Rosemary, like tarragon, is a fragrant evergreen herb used to add earth, warmth, and richness to a dish. It’s typically used in traditional French and Italian cuisine but goes well with just about any dish with meats and sauces. It also lends a light woody element to the flavor, almost mimicking tarragon but a bit more playfully.
Rosemary has a zesty-lemon pine flavor, so that’s one tiny but pleasant difference in taste you will experience when you substitute it for tarragon. In terms of intensity, rosemary surpasses tarragon, so you need to use it with a light hand.
1 Tbsp. Fresh Tarragon = ½ Tbsp. Fresh Rosemary or ¼ Dried Rosemary.
1 Tbsp. Dried Tarragon = 1 Tbsp. Fresh Rosemary or ½ Dried Rosemary.
Chervil, or French parsley, is a highly adaptable herb that you can pair with almost any dish.

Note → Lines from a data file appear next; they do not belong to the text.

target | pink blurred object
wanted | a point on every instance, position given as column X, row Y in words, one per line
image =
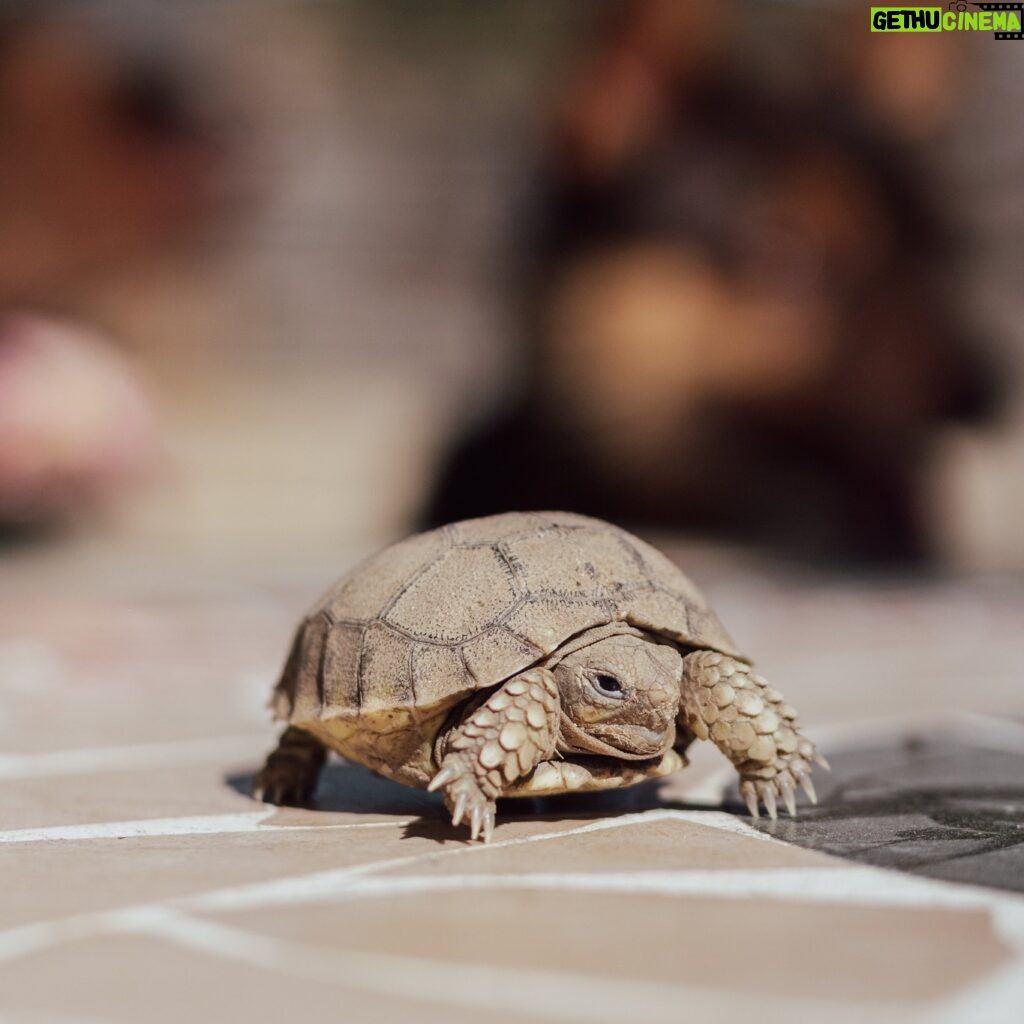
column 75, row 422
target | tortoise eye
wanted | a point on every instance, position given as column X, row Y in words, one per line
column 608, row 685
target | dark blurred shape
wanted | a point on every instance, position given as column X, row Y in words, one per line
column 107, row 153
column 739, row 313
column 105, row 148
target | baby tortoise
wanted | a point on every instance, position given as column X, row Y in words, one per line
column 521, row 654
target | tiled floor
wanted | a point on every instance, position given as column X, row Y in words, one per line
column 140, row 884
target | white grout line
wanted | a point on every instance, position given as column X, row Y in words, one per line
column 27, row 939
column 215, row 750
column 322, row 885
column 859, row 886
column 523, row 991
column 206, row 824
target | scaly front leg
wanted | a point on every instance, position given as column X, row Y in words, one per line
column 752, row 725
column 498, row 743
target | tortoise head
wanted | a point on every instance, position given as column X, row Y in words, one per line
column 620, row 697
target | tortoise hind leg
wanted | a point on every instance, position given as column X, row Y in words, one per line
column 292, row 770
column 723, row 700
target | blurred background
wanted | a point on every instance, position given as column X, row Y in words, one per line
column 282, row 282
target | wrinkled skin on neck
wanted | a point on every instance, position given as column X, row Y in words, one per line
column 620, row 697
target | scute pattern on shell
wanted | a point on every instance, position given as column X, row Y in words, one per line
column 422, row 625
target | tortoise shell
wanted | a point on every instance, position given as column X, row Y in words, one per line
column 414, row 632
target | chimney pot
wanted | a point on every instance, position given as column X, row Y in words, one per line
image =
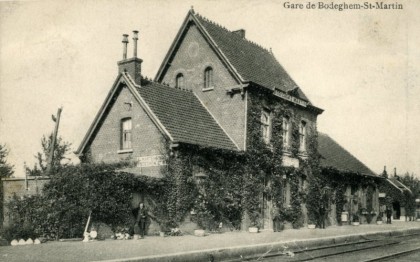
column 240, row 32
column 135, row 38
column 125, row 42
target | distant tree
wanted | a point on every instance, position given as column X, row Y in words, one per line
column 6, row 170
column 61, row 149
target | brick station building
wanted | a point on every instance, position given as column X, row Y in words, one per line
column 202, row 95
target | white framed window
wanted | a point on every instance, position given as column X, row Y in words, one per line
column 179, row 81
column 126, row 137
column 286, row 132
column 208, row 78
column 302, row 136
column 266, row 126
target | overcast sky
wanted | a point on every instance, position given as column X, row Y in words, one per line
column 361, row 66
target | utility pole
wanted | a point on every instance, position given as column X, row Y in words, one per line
column 54, row 138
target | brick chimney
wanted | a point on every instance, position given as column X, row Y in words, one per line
column 240, row 32
column 131, row 65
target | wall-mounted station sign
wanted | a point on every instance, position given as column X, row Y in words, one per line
column 290, row 98
column 148, row 161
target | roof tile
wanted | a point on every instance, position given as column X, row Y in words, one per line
column 334, row 155
column 183, row 115
column 253, row 62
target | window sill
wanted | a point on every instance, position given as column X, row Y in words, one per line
column 207, row 89
column 125, row 151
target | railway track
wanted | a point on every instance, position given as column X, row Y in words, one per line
column 365, row 250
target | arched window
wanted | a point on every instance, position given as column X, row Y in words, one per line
column 286, row 133
column 208, row 78
column 126, row 126
column 179, row 81
column 302, row 136
column 266, row 126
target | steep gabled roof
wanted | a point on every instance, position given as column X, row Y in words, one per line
column 395, row 182
column 246, row 60
column 184, row 116
column 177, row 113
column 335, row 156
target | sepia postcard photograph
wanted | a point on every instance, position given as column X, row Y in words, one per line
column 210, row 130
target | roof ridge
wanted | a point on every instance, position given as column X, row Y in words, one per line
column 232, row 32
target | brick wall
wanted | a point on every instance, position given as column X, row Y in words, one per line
column 191, row 59
column 147, row 140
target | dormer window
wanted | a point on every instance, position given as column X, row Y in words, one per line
column 126, row 138
column 179, row 81
column 286, row 133
column 208, row 78
column 302, row 136
column 266, row 126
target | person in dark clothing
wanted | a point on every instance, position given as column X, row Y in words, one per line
column 388, row 215
column 275, row 214
column 141, row 215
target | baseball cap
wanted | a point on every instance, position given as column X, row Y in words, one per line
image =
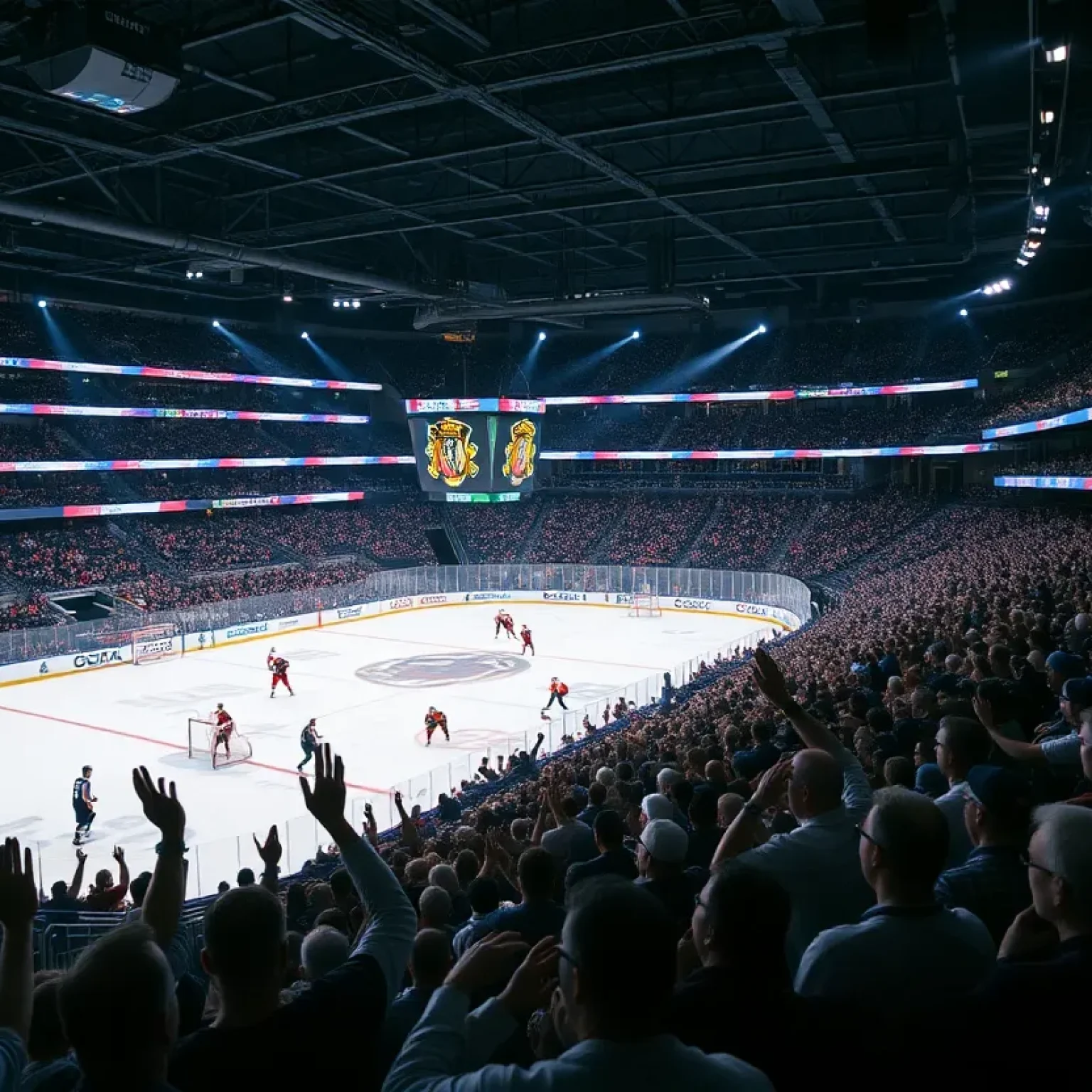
column 1065, row 663
column 666, row 841
column 1005, row 792
column 658, row 806
column 1078, row 690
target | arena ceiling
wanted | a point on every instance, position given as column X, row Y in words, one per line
column 424, row 151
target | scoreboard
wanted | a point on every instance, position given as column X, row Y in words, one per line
column 478, row 449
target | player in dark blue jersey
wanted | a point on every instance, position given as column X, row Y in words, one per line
column 309, row 741
column 83, row 805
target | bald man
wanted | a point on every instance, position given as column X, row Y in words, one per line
column 828, row 793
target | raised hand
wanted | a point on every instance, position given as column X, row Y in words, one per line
column 770, row 680
column 18, row 898
column 533, row 982
column 487, row 963
column 326, row 798
column 270, row 853
column 162, row 806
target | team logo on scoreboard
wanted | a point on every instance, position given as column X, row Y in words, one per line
column 451, row 452
column 520, row 454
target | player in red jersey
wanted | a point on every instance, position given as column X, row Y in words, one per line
column 279, row 668
column 434, row 719
column 223, row 727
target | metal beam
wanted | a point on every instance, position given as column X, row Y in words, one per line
column 456, row 89
column 446, row 21
column 793, row 75
column 183, row 244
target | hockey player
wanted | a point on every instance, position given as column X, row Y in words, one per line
column 557, row 692
column 434, row 719
column 309, row 742
column 223, row 727
column 83, row 804
column 279, row 668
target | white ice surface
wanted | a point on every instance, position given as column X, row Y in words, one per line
column 119, row 717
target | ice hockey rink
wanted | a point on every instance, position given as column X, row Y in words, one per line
column 369, row 685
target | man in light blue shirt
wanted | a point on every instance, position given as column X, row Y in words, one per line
column 829, row 794
column 616, row 967
column 908, row 951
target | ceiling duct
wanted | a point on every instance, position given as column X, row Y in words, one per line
column 450, row 314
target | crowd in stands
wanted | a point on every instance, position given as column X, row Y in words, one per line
column 879, row 825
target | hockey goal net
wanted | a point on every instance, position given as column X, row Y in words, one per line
column 645, row 605
column 155, row 643
column 201, row 737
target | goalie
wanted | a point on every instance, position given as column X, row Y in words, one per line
column 223, row 727
column 279, row 668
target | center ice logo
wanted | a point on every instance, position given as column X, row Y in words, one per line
column 442, row 668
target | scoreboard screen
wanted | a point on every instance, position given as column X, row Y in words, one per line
column 476, row 446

Some professional chefs argue that chervil is the better version of tarragon because of their similarities. However, chervil has a much more sophisticated flavor that consists of notes from a variety of garden herbs. It’s got a little hint of anise and chive and the delicate earthiness of parsley.
Chervil will give your recipes the same fragrance and delicate finish as tarragon, making it a top-choice substitute. It’s hard to find an herb with a flavor as identical to tarragon as chervil.
1 Tbsp. Fresh Tarragon = ½ Tbsp. Dried Chervil or 1 Tbsp. Fresh Chervil.
1 Tbsp. Dried Tarragon = 2 Tbsp. Fresh Chervil or 1 Tbsp. Dried Chervil.
#8. Dill Weed
If you’re not a fan of the slight licorice taste of tarragon, dill may be a better substitute for you. Apart from the fact that it lacks sweetness, it tastes exactly like tarragon in every other way and helps you achieve the same effects on your dish. Dill is citrusy with subtle notes of grass and gives dishes a unique tingling finish.
Dill is most commonly used as a dressing to top off traditional Eurasian dishes like borscht, pickles, and soup. It pairs exceptionally well with seafood.
1 Tbsp. Fresh Tarragon = ½ Tbsp. Dried Dill Weed or 1 Tbsp. Fresh Dill Weed.
1 Tbsp. Dried Tarragon = 2 Tbsp. Fresh Dill Weed or 1 Tbsp. Dried Weed.